Fishers are legally trapped in Montana, and in Montana and in Idaho they are sometimes accidentally caught in traps set for other species, such as martens and bobcats. In recent years the number of fishers caught in traps set for other species has increased dramatically, raising concerns for the rare carnivore’s survival. Twice as many fishers have been incidentally trapped in Idaho since 2008 as were captured from 2002 to 2007. In Idaho reported nontarget catch of fishers by individual fur-takers was 46 fishers in the 2010-2011 trapping season, four of which were killed, and 30 fishers in the 2011-2012 trapping season, 18 of which were killed. There has also been an increase in the number of trapping licenses sold in recent years, likely related to trapping for wolves.
“Northern Rockies fishers are one of the rarest carnivores in the West. Their dangerously low numbers make this cousin of the weasel susceptible to ongoing and increasing threats such as trapping and habitat loss from logging and fires,” said Kylie Paul, Rockies and Plains representative at Defenders of Wildlife.
Today the Northern Rockies fisher is found only in sections of western Montana and northern and central Idaho, but it once ranged from eastern British Columbia and southwestern Alberta through areas of northeastern Washington, Idaho, Montana, northwest Wyoming and north-central Utah.
In 2011 the Service determined that fishers in the Northern Rockies portion of their range are distinct from fisher populations in the East and on the West Coast due to genetic differences. New genetic information has also revealed that the fisher is the only member of its genus, elevating its conservation priority. Previously fishers were considered to be in the same genus as martens.
Conservation groups originally petitioned for protection for the Northern Rockies fisher in 2009. The Service issued a negative finding on that petition, because at the time trapping levels were lower and less information was available on the specific habitat needs of the species in the northern Rockies. The Service must issue an initial finding on the new petition within one year.
“The increasing number of fishers being caught in traps is alarming and likely poses a threat to the northern Rockies fisher population. We hope the Service will act quickly to grant the fisher the protection it needs to address this problem,” said Arlene Montgomery, program director at Friends of the Wild Swan.
“Endangered Species Act protection will help save fishers in the Clearwater Basin where many fishers have been killed in the past few years by incidental trapping,” said Gary Macfarlane, ecosystem defense director at Friends of the Clearwater.
“Fisher habitat faces a variety of threats as a result of landscape manipulation and other human activities in the northern Rockies. Endangered Species Act protection for the fisher is overdue, and listing under the Act would help protect and restore the striking western landscapes that fishers call home,” said Travis Bruner, public lands director at Western Watersheds Project.

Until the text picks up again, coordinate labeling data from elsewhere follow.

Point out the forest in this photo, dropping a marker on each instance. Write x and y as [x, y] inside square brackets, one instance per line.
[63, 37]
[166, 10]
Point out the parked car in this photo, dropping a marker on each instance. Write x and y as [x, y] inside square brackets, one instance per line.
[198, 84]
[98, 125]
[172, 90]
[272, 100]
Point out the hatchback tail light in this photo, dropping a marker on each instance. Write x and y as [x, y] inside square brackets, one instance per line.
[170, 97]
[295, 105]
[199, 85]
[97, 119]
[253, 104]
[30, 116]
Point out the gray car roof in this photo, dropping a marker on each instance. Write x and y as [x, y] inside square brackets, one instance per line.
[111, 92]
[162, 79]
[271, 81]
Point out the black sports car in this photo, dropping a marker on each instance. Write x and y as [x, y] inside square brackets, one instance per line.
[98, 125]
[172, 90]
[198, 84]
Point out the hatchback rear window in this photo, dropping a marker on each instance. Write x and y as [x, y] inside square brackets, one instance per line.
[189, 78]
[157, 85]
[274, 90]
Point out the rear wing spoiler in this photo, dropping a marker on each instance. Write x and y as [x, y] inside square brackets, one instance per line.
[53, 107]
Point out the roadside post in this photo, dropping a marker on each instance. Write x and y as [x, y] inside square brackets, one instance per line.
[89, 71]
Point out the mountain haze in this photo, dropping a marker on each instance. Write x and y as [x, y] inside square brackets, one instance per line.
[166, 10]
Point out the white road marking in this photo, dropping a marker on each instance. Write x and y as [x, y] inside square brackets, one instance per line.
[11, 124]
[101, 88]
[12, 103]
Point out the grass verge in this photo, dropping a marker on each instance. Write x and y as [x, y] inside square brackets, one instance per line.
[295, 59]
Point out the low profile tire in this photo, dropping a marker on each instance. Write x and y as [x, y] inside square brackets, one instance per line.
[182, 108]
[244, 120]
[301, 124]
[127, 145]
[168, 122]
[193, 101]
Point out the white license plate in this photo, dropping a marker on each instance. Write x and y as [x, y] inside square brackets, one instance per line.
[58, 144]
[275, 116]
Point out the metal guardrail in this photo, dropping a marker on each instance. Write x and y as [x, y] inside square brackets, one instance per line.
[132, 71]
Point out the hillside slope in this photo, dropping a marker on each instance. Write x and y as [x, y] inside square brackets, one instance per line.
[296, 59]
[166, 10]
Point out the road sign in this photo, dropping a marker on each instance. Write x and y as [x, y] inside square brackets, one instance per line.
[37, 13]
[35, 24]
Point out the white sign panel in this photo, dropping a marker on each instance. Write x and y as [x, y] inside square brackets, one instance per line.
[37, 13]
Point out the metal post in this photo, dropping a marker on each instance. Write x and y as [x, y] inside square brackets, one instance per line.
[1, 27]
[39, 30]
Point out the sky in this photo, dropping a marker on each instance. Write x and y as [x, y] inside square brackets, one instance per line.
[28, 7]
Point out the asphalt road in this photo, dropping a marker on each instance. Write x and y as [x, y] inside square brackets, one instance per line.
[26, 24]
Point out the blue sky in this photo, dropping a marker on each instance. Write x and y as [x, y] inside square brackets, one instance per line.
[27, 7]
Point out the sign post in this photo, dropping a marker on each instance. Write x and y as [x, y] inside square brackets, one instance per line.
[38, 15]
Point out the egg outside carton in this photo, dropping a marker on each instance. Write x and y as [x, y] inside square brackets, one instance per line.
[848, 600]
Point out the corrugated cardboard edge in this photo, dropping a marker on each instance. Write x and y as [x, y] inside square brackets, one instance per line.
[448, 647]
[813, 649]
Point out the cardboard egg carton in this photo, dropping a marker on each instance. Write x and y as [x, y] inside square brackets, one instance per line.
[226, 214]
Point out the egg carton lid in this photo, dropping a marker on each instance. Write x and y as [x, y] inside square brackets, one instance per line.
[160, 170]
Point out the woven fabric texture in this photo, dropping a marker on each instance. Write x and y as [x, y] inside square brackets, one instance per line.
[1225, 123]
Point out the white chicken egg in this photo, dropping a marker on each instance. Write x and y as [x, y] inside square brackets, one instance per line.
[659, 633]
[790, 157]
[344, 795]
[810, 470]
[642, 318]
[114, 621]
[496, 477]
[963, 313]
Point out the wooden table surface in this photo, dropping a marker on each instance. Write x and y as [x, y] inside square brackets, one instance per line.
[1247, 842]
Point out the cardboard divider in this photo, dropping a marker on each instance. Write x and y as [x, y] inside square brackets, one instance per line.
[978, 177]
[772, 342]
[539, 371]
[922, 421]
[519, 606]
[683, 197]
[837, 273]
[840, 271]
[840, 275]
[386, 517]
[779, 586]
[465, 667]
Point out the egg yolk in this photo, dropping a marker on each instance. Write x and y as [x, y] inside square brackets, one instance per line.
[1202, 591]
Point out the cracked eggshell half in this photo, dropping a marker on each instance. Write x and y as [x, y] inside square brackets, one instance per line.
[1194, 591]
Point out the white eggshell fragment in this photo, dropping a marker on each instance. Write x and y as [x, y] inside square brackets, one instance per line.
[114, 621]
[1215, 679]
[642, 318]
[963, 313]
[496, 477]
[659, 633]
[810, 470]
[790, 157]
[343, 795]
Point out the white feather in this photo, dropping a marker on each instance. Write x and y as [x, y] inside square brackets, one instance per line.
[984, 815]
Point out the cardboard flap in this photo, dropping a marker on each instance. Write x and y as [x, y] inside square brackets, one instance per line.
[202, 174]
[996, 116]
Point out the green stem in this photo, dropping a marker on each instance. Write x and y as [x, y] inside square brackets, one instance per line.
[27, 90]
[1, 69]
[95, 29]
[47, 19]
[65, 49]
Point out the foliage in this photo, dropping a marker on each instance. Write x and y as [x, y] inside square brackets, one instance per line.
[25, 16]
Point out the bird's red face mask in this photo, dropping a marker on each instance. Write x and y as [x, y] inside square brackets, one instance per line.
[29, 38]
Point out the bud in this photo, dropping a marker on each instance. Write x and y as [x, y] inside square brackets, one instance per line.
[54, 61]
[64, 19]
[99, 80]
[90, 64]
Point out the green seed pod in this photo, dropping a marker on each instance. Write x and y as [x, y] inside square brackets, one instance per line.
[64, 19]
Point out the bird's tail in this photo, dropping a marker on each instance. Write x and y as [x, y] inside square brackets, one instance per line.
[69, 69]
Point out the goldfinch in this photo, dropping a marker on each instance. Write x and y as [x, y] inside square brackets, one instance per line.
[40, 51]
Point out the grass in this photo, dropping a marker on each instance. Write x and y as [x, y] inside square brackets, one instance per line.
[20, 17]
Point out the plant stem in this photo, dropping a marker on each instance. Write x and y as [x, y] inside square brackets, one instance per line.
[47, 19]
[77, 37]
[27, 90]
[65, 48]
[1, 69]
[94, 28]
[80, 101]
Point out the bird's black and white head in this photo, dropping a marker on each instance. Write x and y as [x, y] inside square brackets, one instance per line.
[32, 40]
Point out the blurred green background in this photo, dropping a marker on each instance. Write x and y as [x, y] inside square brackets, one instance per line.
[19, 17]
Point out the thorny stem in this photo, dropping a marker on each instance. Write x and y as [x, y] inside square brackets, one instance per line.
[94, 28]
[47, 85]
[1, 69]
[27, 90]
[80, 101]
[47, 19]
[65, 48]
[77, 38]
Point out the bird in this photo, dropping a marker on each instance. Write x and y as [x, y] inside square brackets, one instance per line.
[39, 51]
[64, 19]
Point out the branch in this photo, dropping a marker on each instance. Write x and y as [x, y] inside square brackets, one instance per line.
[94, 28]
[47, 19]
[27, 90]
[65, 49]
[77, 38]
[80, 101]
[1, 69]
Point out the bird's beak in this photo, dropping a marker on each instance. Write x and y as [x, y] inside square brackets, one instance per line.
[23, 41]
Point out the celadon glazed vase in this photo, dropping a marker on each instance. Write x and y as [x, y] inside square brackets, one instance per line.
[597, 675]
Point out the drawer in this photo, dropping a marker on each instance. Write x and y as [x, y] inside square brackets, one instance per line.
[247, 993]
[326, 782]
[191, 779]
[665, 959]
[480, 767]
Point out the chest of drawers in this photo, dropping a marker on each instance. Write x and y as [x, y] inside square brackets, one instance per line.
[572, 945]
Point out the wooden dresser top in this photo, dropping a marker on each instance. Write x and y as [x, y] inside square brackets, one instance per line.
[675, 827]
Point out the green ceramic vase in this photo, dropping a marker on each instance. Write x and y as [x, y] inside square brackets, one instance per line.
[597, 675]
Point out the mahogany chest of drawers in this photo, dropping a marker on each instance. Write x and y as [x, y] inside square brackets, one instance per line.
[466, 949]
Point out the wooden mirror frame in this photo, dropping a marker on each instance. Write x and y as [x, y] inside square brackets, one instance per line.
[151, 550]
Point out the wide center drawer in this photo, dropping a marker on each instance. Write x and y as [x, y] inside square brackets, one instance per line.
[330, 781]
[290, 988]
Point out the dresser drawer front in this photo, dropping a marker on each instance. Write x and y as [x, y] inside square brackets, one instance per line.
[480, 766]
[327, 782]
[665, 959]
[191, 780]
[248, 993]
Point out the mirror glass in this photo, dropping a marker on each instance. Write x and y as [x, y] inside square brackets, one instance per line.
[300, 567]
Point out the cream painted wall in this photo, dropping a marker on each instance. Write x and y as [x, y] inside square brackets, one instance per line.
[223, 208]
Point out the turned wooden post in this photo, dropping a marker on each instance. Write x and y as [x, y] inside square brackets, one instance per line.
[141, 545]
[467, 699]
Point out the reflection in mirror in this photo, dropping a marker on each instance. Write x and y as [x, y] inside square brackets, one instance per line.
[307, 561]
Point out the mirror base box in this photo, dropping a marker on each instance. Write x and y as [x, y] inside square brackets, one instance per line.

“Protecting the Northern Rockies fisher and its habitat will also protect habitat for many other species that make this region so special,” said Larry Campbell, conservation director at Friends of the Bitterroot.
The groups submitting the petition are the Center for Biological Diversity, Defenders of Wildlife, Friends of the Bitterroot, Friends of the Clearwater, Friends of the Wild Swan and Western Watersheds Project.